Biden acknowledges sweeping domestic policy bill, Build Back Better, unlikely to pass this year

WASHINGTON – President Joe Biden acknowledged Thursday that his sweeping social spending and climate policy legislation is unlikely to pass before the end of the year.

Biden said in a statement that more time is needed to finalize agreements, turn those deals into legislative language and complete other procedural steps.

Biden said that work will continue "over the days and weeks ahead."

But he expressed confidence that differences with Sen. Joe Manchin, D-W.VA., a key holdout, can be bridged.

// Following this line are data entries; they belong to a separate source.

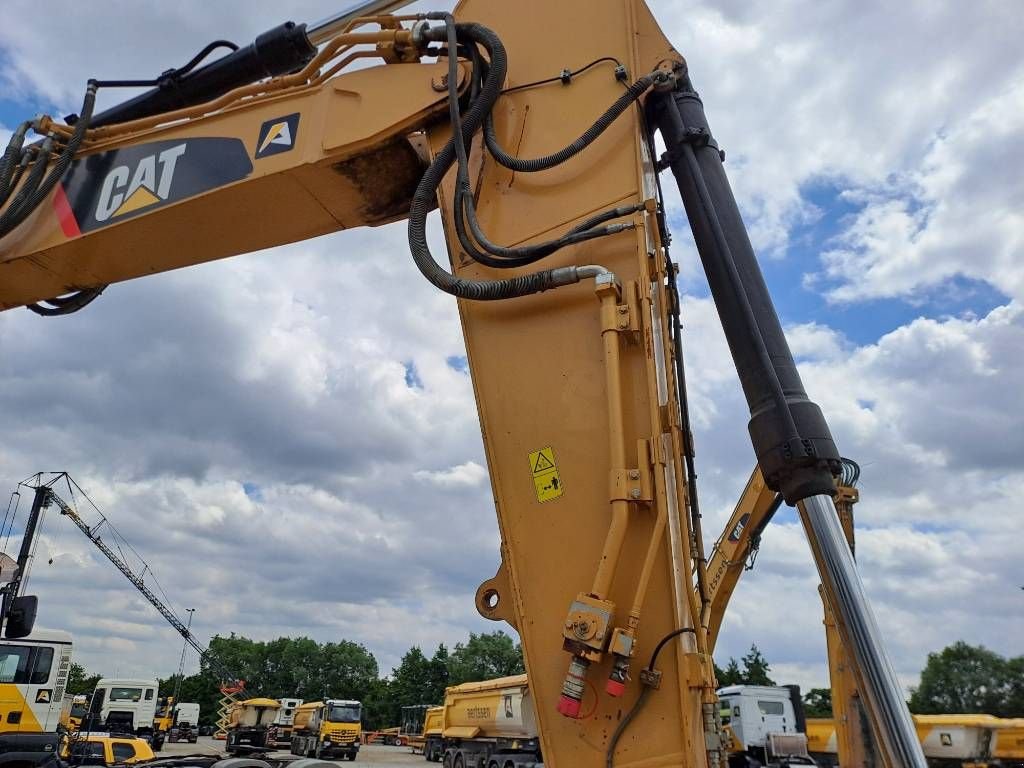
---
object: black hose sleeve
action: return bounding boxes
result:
[27,287,105,316]
[0,139,54,229]
[484,73,654,173]
[0,121,31,204]
[0,82,96,239]
[407,22,585,300]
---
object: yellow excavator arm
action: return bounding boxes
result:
[0,3,926,767]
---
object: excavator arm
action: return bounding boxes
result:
[0,3,925,767]
[704,466,781,653]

"We will – we must – get Build Back Better passed, even in the face of Republican opposition," he said.

House progressives, who only agreed to vote for an infrastructure package with Biden’s assurance that the Senate would also approve Build Back Better, said senators should not go home for the holidays until it’s done.

“We trust the president to follow through on that promise, and that he and the Senate will continue working until he can,” Washington state Rep. Pramila Jayapal, the head of the Congressional Progressive Caucus, said in a statement.

Jayapal said she conveyed that message to Biden by phone today.

Senate Majority Whip Dick Durbin, D-Ill., said Senate Democrats are “frustrated and disappointed” by the lack of agreement among themselves.

But Durbin said he thought Biden is doing everything he can to resolve the impasse. Manchin has been at the White House so often that he’s been “camped out in the Lincoln Bedroom and has his own parking space,” Durbin told reporters.

“I couldn't ask for Joe Biden to do more in his effort to find common ground with Joe Manchin,” he said.

The nearly $2 trillion legislation includes a number of progressive priorities, such as free preschool, major climate change initiatives and extending the child tax credit.

The Build Back Better Act, the president’s signature domestic policy bill, narrowly passed the House last month over the unanimous opposition of Republicans. 

U.S. President Joe Biden speaks to reporters as he walks to Marine One on the South Lawn of the White House December 15, 2021 in Washington, DC. President Biden is traveling to Kentucky on Wednesday, where he will visit some of the towns hit hardest by the recent deadly tornados that struck the region. (Photo by Drew Angerer/Getty Images)

In the Senate, lawmakers were aiming to get the legislation passed by Christmas. However, the bill needs the support of every single Democrat to pass through a procedure that allows the party to prevent a GOP filibuster.

Manchin, a conservative Democrat, has not yet said if he will support the bill. He's expressed concern about both the size and scope of the package.

Biden said Thursday his team's discussions with Manchin are ongoing.

At the same time, Biden added, lawmakers need to "press forward" on voting rights legislation.

But while Democrats are renewing their push  on voting – amid increasing pressure from civil rights groups and other activists – they don't have the same ability to avoid a filibusteras they do with Build Back Better.

In the absence of GOP support on voting reform, Democrats would have to change Senate rules, something both Manchin and Arizona Sen. Krysten Sinema have resisted. 

Biden said he had a "productive conversation" Thursday with several senators, including Manchin, about how to get the legislation passed.

"Our democracy, Biden said, "is at stake."